Ответить на вопрос было уже некому. Господин лейтенант, развернувшись, пошел по-учительски пожурить подчиненных, разлегшихся отдыхать на горячем асфальте, а Михаил никак не мог прийти в себя.

Война! Нужно заставить себя смотреть правде в глаза. Хочет того лейтенант Михаил Обут или нет — ему придется воевать. Значит, надо определить свою роль в последующих событиях, чтобы не плыть по течению. Волею судьбы он оказался солдатом вражеской армии, а там, за линией фронта, близкие ему люди. Четырнадцатая армия остается пока нейтральной. Но многие ребята из ее состава, демобилизовавшись, а то и просто драпанув, влились в ряды гвардейцев Приднестровья. Бывшие сослуживцы сидят сейчас в траншеях на той стороне, а лейтенант Обут поведет в атаку на них боевую машину?.. Этому не бывать. Но если отказаться сесть за рычаги, его просто расстреляют перед строем как труса. Для того ли бежал из-под стражи и перенес столько мучений?..

Ни один из пришедших на ум вариантов выхода из положения не выдерживал критики. Удрать из роты невозможно, с него не спускают глаз. Особенно бдит косоглазый, готовый при малейшем подозрении пустить пулю в спину.

— По маши-и-нам! — раздалась протяжная команда.

Михаила словно током ударило. Надо бежать к БТРу, а он так ничего не решил.

— Степанчик, не стой столбом! — крикнул кто-то.

Он очнулся. Будь что будет. В старом анекдоте сказано: из всякой ситуации всегда есть два выхода...

Рота в полном составе втиснулась в три машины. Теперь, когда началось рассредоточение войск для занятия исходного положения, подразделению предстояло действовать по определенному комбатом направлению.

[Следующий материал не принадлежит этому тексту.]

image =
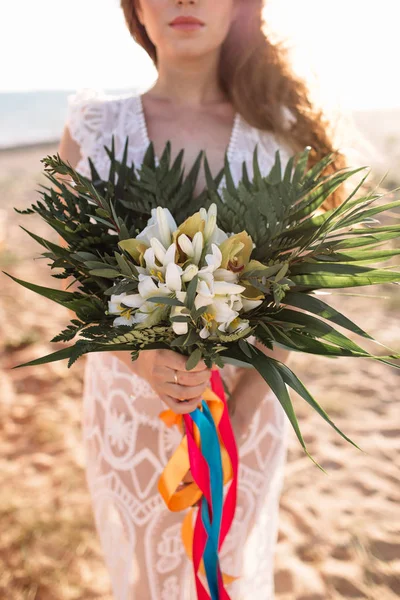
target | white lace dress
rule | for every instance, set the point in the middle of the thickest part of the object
(127, 445)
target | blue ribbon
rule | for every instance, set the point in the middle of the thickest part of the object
(210, 447)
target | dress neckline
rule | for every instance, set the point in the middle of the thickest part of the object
(232, 146)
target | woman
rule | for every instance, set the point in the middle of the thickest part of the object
(222, 86)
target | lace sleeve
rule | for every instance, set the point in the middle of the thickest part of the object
(86, 119)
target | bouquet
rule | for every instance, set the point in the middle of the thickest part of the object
(158, 267)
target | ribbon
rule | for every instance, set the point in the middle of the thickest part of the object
(209, 450)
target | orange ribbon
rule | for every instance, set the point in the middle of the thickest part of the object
(179, 465)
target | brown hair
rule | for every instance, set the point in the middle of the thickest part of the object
(256, 75)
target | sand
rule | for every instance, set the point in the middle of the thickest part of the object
(339, 532)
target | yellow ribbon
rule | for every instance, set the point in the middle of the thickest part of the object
(179, 465)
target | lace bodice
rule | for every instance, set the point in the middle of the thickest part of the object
(127, 445)
(94, 116)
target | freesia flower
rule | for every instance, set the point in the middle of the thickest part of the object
(180, 328)
(212, 233)
(161, 225)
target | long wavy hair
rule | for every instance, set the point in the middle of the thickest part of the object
(257, 77)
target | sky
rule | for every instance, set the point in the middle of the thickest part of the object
(347, 46)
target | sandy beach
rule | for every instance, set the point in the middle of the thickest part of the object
(339, 533)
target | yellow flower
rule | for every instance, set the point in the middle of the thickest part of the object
(236, 251)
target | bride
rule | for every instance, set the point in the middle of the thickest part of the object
(222, 86)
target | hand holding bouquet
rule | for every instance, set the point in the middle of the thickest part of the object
(204, 276)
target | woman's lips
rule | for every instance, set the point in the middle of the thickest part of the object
(186, 23)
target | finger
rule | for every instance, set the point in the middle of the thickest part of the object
(181, 408)
(164, 375)
(176, 361)
(188, 378)
(183, 392)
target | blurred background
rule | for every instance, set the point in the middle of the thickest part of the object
(339, 533)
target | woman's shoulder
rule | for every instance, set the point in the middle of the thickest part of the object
(93, 114)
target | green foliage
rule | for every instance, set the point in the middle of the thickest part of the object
(300, 252)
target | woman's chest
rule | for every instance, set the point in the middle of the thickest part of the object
(213, 134)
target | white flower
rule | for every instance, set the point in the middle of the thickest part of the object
(173, 279)
(164, 258)
(161, 225)
(179, 328)
(192, 248)
(250, 304)
(190, 272)
(115, 308)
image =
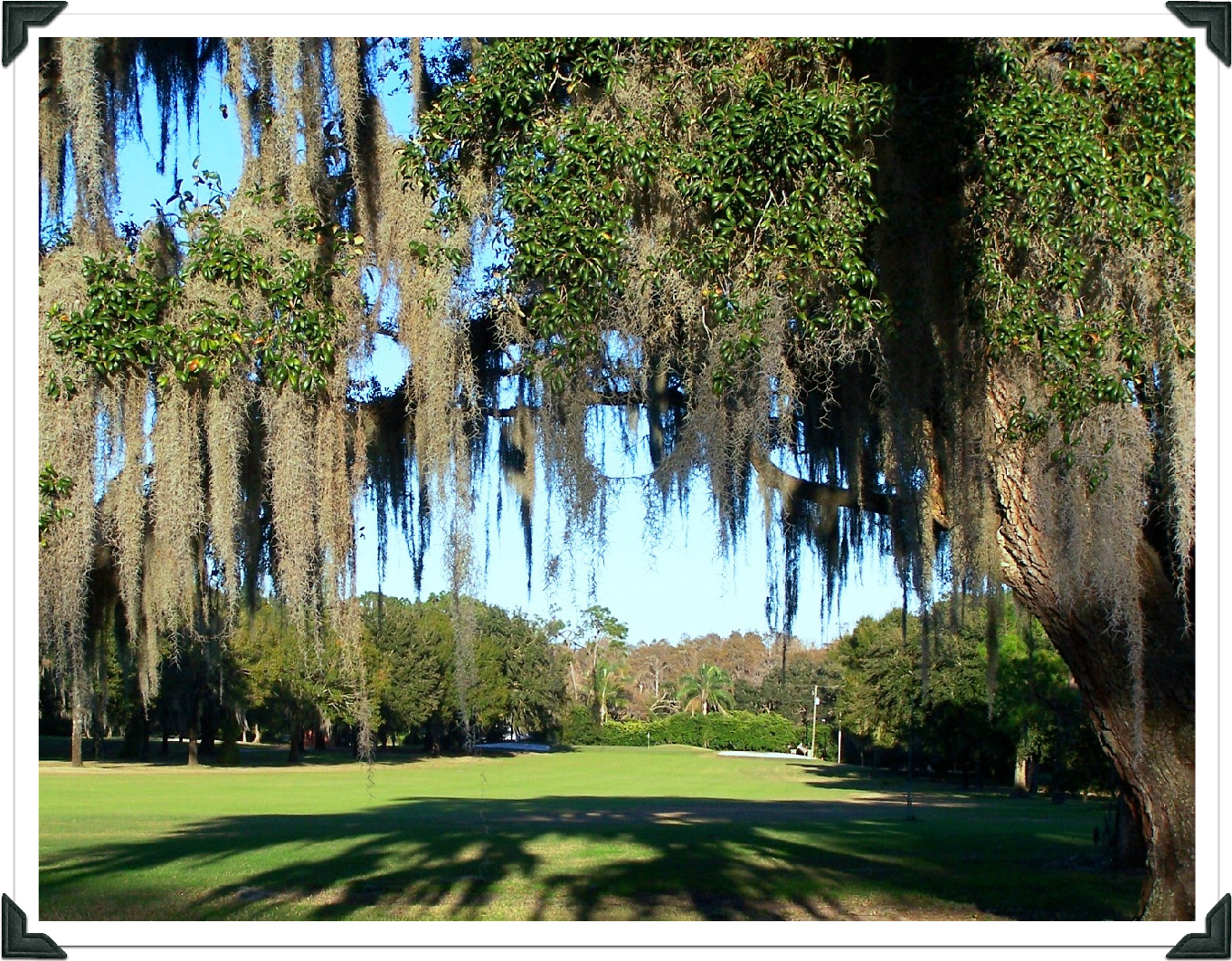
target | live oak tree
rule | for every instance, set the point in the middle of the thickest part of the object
(924, 297)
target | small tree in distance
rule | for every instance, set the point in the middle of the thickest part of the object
(710, 687)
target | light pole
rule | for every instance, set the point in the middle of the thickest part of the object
(812, 750)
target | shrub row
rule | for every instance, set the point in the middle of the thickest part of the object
(734, 731)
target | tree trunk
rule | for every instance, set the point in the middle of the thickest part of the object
(297, 742)
(75, 746)
(1160, 779)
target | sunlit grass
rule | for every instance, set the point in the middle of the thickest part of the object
(613, 833)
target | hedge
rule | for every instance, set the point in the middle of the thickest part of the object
(734, 731)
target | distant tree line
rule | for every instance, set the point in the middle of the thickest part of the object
(949, 709)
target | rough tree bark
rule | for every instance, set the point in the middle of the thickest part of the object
(1160, 779)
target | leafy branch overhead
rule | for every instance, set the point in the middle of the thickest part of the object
(930, 299)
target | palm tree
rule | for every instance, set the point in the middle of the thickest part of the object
(608, 689)
(710, 687)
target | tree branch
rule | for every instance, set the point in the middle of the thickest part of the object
(829, 497)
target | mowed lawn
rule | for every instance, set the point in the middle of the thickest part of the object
(604, 833)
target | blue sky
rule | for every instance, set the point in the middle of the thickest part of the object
(674, 586)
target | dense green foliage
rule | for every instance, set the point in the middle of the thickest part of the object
(1076, 176)
(519, 688)
(965, 722)
(268, 309)
(732, 731)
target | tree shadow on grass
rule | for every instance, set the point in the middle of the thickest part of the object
(251, 756)
(595, 858)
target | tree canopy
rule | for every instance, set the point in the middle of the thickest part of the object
(925, 297)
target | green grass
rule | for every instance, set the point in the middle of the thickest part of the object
(612, 833)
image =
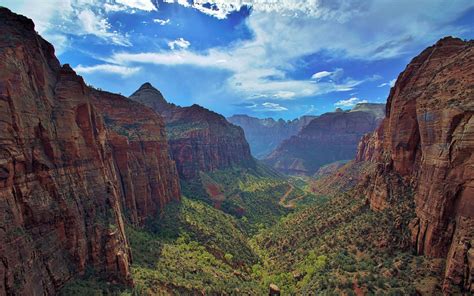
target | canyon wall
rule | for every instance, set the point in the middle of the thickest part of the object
(63, 169)
(200, 140)
(328, 138)
(424, 147)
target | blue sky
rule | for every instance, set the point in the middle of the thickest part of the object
(265, 58)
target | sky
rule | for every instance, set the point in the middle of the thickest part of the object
(264, 58)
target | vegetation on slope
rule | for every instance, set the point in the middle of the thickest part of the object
(329, 244)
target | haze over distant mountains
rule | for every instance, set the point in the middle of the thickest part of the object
(327, 138)
(264, 135)
(101, 194)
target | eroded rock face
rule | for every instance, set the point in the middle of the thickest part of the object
(148, 178)
(427, 139)
(264, 135)
(61, 198)
(328, 138)
(200, 140)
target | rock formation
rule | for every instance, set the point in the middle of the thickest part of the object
(328, 138)
(64, 169)
(425, 147)
(264, 135)
(200, 140)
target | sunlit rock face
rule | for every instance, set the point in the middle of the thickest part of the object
(328, 138)
(200, 140)
(427, 139)
(64, 167)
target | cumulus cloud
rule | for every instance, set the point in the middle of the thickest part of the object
(179, 43)
(161, 22)
(322, 74)
(56, 19)
(272, 107)
(107, 68)
(145, 5)
(349, 102)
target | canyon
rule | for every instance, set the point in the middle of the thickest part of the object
(199, 139)
(66, 161)
(104, 194)
(328, 138)
(264, 135)
(424, 148)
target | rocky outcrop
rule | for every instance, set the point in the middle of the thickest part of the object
(264, 135)
(426, 143)
(147, 176)
(328, 138)
(200, 140)
(61, 194)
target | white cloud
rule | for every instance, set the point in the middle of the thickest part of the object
(107, 68)
(391, 83)
(161, 22)
(179, 43)
(94, 24)
(321, 74)
(56, 19)
(349, 102)
(272, 107)
(337, 73)
(342, 27)
(145, 5)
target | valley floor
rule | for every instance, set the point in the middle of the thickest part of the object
(271, 230)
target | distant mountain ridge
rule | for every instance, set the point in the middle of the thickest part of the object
(264, 135)
(200, 139)
(331, 137)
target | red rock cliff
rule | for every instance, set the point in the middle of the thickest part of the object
(328, 138)
(427, 139)
(62, 170)
(200, 140)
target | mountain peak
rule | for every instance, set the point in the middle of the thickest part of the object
(147, 85)
(150, 96)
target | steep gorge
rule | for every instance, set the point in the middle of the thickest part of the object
(328, 138)
(200, 140)
(65, 169)
(424, 148)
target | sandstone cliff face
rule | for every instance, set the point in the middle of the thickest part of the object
(148, 178)
(61, 199)
(328, 138)
(427, 142)
(200, 140)
(264, 135)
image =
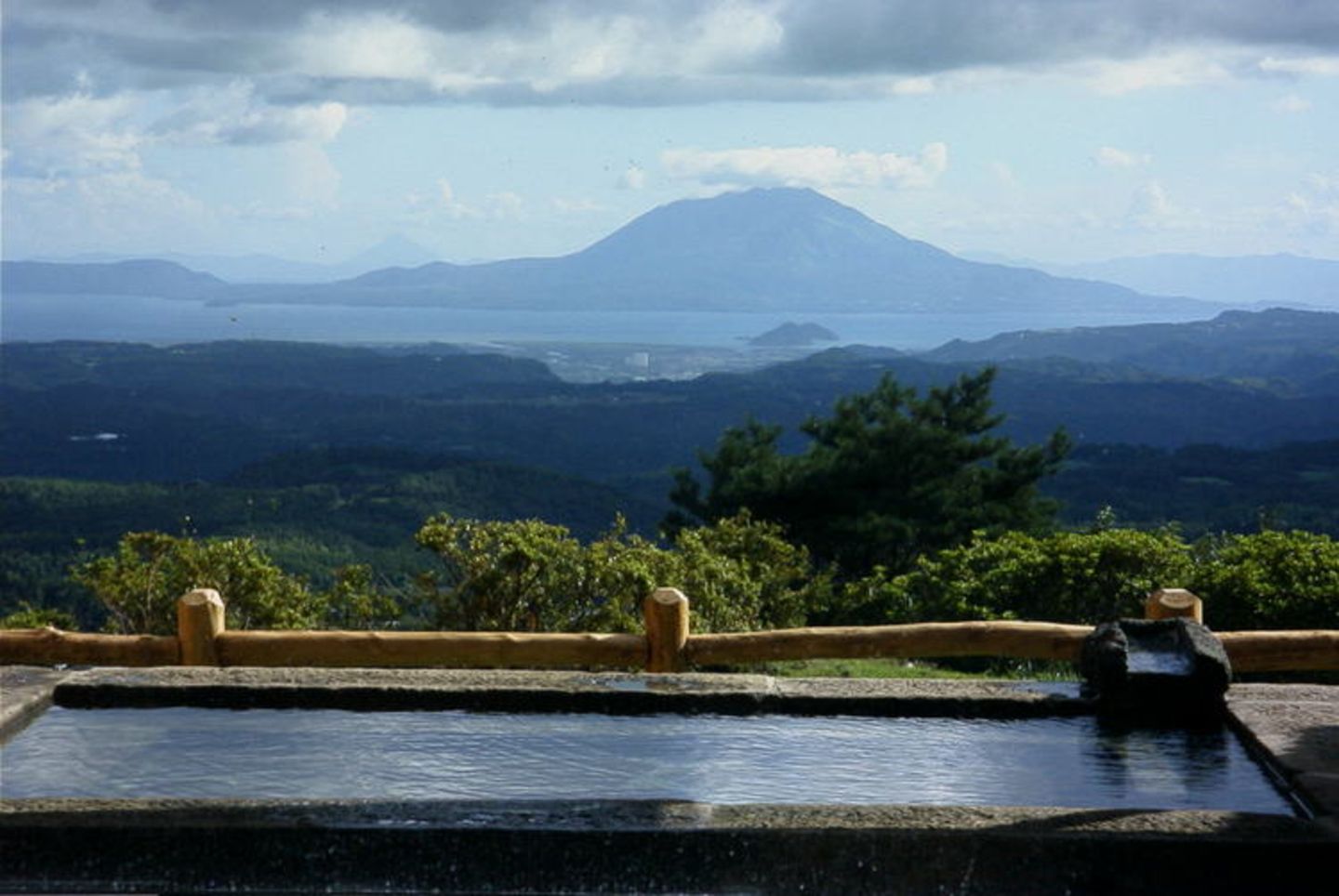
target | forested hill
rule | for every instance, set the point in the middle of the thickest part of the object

На броне, прижавшись друг к другу, сидели солдаты. Внутри тоже набилось битком. Шоссе катило навстречу ровной серо-стальной полосой. Теперь оно было не так загружено, и чем дальше, тем больше пустело. Подразделения располагались в разные стороны, чтобы занять свое место в боевом порядке батальонов и полков. Свет мощных фар высвечивал асфальт до последней выбоины. Михаил, высунувшись из люка, пристально наблюдал за дорогой. Он решил, как только появится мост, «случайно» свалить с него машину. Такой вариант никому ничем не грозил. Люки открыты — ребята выплывут. Вода сейчас теплая, купание не повредит, зато удрать под шумок проще простого.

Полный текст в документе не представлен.